The second lady I fell in love with has always accused me of naming my hot rod '55 after the first lady I fell in love with. Sharon and I have been happily married for 38 years, but Nancy was my high school sweetheart. Her name and mine were lettered on the glove compartment door of the Chevy, but the car was not named after her. It was actually named after an instrumental rock song of the day. For more than 40 years, I have asked every disc jockey I've met, and anybody that I thought might know, "Have you ever heard the song Red Headed Flea?".

The answer was always the same, "No. Never heard of it."

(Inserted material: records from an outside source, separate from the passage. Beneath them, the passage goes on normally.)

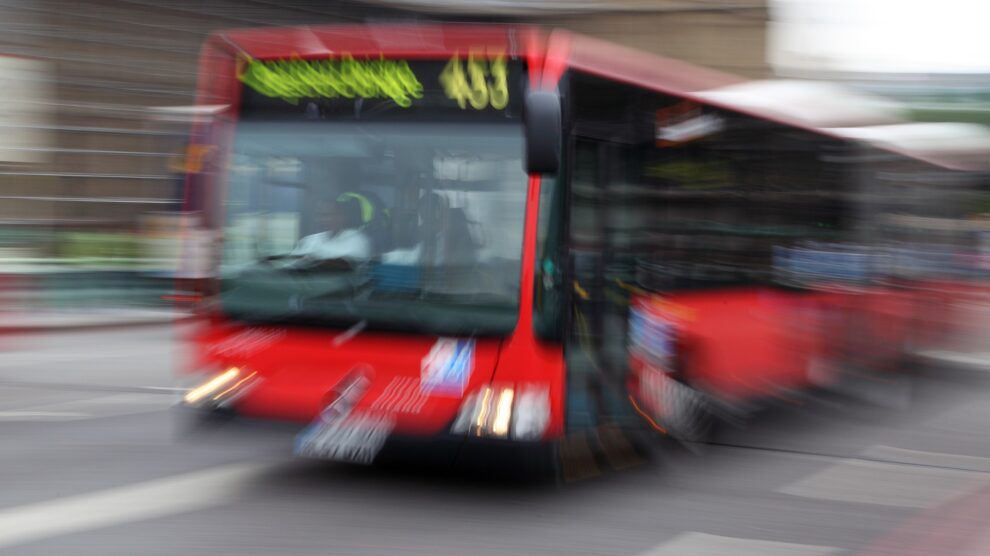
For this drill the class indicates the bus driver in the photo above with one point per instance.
(342, 237)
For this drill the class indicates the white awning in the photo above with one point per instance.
(809, 103)
(959, 146)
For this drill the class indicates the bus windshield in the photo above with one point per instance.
(392, 225)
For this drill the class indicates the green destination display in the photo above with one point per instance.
(346, 77)
(479, 82)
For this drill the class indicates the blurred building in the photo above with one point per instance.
(85, 143)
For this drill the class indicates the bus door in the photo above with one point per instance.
(595, 341)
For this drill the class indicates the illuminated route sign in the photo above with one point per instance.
(477, 81)
(349, 78)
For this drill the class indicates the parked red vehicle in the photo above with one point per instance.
(435, 232)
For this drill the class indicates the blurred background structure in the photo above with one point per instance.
(98, 96)
(97, 109)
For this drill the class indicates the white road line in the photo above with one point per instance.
(92, 408)
(974, 360)
(933, 459)
(48, 358)
(702, 544)
(886, 484)
(149, 500)
(42, 416)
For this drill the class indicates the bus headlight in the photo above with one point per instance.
(501, 412)
(219, 388)
(532, 414)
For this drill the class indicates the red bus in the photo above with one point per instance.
(508, 235)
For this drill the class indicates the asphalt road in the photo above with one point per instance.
(92, 462)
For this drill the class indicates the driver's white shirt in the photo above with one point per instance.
(345, 244)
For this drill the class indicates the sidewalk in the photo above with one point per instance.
(81, 319)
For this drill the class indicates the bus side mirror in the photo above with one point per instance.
(543, 132)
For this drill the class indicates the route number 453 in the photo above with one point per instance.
(479, 82)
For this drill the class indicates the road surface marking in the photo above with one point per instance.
(703, 544)
(149, 500)
(885, 484)
(47, 358)
(92, 408)
(42, 416)
(974, 360)
(931, 459)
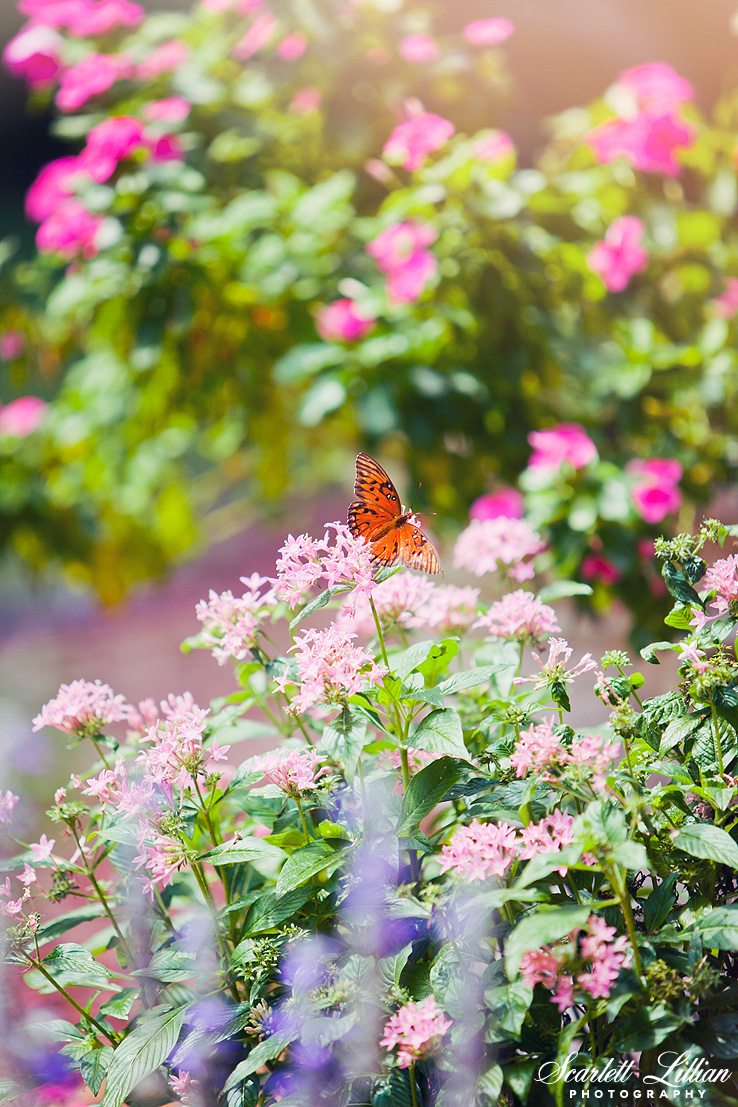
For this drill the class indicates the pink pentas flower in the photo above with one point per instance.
(92, 76)
(505, 504)
(488, 32)
(258, 35)
(343, 321)
(656, 489)
(70, 230)
(164, 59)
(34, 53)
(83, 707)
(417, 1028)
(568, 443)
(12, 344)
(411, 142)
(292, 47)
(22, 416)
(519, 617)
(418, 49)
(293, 771)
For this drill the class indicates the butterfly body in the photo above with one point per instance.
(377, 516)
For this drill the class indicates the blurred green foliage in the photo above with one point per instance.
(186, 371)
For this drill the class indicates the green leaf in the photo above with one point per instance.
(142, 1053)
(539, 929)
(308, 861)
(94, 1065)
(705, 840)
(344, 738)
(426, 789)
(440, 733)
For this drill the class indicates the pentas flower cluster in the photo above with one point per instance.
(330, 669)
(591, 963)
(490, 545)
(519, 617)
(231, 624)
(417, 1028)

Then one day, some time back, I was working in my studio listening to a new radio station in town that played old rock 'n' roll. A song came on that sounded like the Red Headed Flea. I got in touch with the disc jockey and told him that he had played a song that I had been hunting for more than 40 years. As it turns out, he said he had never heard of the Red Headed Flea. The song he had played was Green Mosquito by The Tune Rockers. I got off the phone dejected. I still couldn't convince my wife. Instead, this just reinforced her contention that I had named the Chevy after my high school sweetheart.

I thought about it and figured that maybe I really had heard the Green Mosquito all those years ago, but since I drove a red car, I had turned Green Mosquito into Red Headed Flea.

Earlier this year, I was attending a car show in Milwaukee. When I got there they asked me if I would be willing to promote the event on a local radio station. I agreed to do an interview with Mark Dietrich on his program The Gearhead Show on WMSE. Dietrich turned out to be a real motorhead, and well-versed in old rock 'n' roll. As we talked about my art and my hot rods, he said he had found something interesting while looking into my past.

"You had a hot rod in high school named the Red Headed Flea, did you not?" I jumped right on his question and told him all about my recent realization that the car was, in fact, misnamed based on the song, Green Mosquito. He then informed me that he had a surprise for me, and proceeded to play the song Red Headed Flea by The Caps. After 45 years years, I was vindicated. My high school hot rod really was named after the old rock 'n' roll song, Red Headed Flea!

 

It's the Red Headed Flea, parked in front of Darrell Mayabb's house in Belmont, Ohio, in the winter of 1960. The song of the same name was released a year earlier.


Olds taillights and some elaborate pinstriping done by teenage Darrell distinguished his red '55.

Wanna go for a ride in the RHF? After almost half a century, Darrell can prove that his Chevy was not named for his high school sweetheart, although her name and his are letter on the glove box door.